Il rispetto non va preteso a priori… è una quotidiana conquista, poiché ciò che essi chiedono non è autoritarismo, coercizione, punizione, ma autorevolezza, dolce fermezza e presenza! È necessario allora creare situazioni di dialogo, di confronto dentro la classe, creare una comunità educante per la quale l’autorità è un valore che trova giustificazione nel suo porsi come servizio. Credo che non si possa educare alla responsabilità personale attraverso l’indiscussa esecuzione degli ordini e la repressione dell’errore.

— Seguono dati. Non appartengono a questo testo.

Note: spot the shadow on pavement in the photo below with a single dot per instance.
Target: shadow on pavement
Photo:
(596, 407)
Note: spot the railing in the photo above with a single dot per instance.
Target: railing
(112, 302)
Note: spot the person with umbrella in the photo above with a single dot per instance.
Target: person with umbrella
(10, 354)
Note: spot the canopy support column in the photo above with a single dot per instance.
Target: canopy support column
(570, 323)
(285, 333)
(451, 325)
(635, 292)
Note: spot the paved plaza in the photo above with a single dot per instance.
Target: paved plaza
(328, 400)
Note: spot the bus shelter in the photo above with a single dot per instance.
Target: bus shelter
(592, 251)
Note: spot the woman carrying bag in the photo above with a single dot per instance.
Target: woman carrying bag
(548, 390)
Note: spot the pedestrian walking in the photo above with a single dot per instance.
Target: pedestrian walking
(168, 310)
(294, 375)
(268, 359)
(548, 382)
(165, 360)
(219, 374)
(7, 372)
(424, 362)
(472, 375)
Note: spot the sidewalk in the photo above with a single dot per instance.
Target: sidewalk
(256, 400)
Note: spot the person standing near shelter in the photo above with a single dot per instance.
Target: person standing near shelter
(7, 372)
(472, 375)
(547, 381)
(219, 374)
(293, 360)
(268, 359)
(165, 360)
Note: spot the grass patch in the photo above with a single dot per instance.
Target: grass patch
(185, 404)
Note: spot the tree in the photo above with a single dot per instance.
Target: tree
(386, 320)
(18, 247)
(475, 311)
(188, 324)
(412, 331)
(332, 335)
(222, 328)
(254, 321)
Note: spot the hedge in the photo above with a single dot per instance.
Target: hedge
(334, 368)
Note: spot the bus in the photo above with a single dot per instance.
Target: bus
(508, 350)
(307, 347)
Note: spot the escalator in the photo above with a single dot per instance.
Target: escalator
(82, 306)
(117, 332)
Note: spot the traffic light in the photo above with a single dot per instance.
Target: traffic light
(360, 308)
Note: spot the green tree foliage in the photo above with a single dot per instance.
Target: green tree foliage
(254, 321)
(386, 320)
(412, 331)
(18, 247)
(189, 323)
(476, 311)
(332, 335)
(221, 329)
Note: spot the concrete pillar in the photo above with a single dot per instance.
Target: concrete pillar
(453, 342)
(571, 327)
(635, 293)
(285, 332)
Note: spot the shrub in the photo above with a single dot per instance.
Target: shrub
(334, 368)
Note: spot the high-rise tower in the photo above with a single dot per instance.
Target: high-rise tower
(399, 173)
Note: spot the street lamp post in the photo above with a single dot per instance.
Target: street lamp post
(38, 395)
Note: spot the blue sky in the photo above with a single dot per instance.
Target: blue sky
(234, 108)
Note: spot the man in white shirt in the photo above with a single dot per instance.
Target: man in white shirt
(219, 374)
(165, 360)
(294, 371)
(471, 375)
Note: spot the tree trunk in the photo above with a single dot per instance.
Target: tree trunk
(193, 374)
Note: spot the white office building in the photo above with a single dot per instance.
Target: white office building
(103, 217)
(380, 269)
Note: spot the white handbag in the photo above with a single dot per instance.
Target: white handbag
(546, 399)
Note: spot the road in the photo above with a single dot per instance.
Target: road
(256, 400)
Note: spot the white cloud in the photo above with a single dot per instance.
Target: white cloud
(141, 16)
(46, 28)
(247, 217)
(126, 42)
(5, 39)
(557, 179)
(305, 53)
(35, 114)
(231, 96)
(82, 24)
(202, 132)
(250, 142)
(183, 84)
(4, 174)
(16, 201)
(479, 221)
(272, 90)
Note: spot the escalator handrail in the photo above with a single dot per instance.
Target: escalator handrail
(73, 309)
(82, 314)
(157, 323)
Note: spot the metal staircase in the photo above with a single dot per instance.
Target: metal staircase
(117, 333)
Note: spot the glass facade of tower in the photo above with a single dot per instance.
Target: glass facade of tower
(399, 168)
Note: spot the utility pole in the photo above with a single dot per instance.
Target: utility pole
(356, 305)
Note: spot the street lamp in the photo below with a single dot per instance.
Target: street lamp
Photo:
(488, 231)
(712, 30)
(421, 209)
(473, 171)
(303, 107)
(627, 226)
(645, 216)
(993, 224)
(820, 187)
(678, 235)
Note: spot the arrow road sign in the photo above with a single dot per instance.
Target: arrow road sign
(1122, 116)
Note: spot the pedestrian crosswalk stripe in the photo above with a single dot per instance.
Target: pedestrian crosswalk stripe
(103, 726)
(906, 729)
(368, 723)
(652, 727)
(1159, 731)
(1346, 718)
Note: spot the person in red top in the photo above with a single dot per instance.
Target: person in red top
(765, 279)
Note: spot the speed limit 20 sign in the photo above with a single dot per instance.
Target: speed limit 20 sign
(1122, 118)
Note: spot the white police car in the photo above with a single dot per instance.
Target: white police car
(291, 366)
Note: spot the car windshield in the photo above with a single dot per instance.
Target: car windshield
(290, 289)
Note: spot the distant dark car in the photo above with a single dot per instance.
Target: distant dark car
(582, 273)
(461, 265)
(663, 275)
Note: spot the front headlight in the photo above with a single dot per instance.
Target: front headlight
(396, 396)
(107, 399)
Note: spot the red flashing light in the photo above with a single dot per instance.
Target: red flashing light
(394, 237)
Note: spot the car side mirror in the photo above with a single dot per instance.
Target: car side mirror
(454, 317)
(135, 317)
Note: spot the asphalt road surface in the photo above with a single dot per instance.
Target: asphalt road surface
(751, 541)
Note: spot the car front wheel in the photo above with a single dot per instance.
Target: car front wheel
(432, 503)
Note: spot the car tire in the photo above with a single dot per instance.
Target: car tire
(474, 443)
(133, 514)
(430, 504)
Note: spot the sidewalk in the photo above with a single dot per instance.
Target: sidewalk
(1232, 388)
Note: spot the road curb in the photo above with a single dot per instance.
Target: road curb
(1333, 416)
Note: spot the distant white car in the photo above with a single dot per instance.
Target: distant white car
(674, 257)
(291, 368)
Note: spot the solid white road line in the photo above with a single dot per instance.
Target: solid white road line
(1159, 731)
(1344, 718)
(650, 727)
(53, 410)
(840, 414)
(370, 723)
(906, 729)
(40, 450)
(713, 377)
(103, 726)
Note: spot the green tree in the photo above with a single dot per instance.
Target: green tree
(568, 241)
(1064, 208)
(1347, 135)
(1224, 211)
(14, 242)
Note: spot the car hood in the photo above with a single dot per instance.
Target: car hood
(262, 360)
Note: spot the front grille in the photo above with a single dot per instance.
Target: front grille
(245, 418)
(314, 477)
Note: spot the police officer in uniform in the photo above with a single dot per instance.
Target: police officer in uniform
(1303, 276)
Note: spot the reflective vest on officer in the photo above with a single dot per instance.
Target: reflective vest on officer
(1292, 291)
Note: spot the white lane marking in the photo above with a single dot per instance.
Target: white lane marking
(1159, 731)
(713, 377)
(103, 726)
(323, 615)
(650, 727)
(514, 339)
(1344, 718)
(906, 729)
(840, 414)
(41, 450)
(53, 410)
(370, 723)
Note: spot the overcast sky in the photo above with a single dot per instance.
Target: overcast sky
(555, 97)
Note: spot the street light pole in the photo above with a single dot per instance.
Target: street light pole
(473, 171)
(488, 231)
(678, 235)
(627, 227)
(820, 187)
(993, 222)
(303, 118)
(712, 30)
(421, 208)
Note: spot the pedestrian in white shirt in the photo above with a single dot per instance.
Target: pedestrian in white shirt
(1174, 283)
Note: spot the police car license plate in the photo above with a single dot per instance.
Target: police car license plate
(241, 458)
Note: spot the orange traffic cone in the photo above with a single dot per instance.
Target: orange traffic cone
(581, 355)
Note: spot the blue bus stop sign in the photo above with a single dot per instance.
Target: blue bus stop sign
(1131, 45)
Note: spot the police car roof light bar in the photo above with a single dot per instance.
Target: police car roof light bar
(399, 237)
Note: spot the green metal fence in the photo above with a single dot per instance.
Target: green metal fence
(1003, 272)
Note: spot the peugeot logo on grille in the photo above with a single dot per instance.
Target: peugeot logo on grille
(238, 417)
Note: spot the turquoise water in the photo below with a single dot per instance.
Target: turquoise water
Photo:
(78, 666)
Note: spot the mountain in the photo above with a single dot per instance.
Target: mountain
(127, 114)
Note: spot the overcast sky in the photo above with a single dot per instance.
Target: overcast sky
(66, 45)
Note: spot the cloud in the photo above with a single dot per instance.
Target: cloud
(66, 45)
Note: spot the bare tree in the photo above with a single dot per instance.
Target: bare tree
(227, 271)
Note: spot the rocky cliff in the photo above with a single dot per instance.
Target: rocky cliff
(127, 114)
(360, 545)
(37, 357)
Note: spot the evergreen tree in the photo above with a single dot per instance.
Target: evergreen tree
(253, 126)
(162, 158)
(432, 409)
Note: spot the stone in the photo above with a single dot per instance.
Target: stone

L’autorità non può costringere a non sbagliare (si ottiene l’effetto contrario). Autorità non è imposizione, ma competenza e responsabilità. E’ un atteggiamento che si costruisce giorno per giorno. Questo dovrebbe cominciare a fare la scuola: costruire l’autorità come un valore condiviso e non come un potere da temere. Certo, non è facile. Educare oggi è l’impresa più ardua e faticosa; richiede equilibrio, infinita pazienza, preparazione psicologica, motivazione vera, disponibilità a mettersi in gioco ma, soprattutto, capacità di ascolto, di sentire il cuore dei propri ragazzi oltre e al di là dei loro atteggiamenti. In una parola ci vuole amore.

Bisognerebbe improvvisarsi ogni tanto professor John Keating della situazione- l’intenso, rivoluzionario e avvincente professore di Lettere protagonista del film L’attimo fuggente- e travolgere gli alunni con la propria energia e creatività. Così mi scrivono or ora due alunne via sms: “Grazie prof, lei è il nostro punto di riferimento, il nostro modello… ci piacerebbe un giorno poter insegnare e trasmettere lo stesso amore che trasmette lei… grazie per tutto quello che ci insegna…”.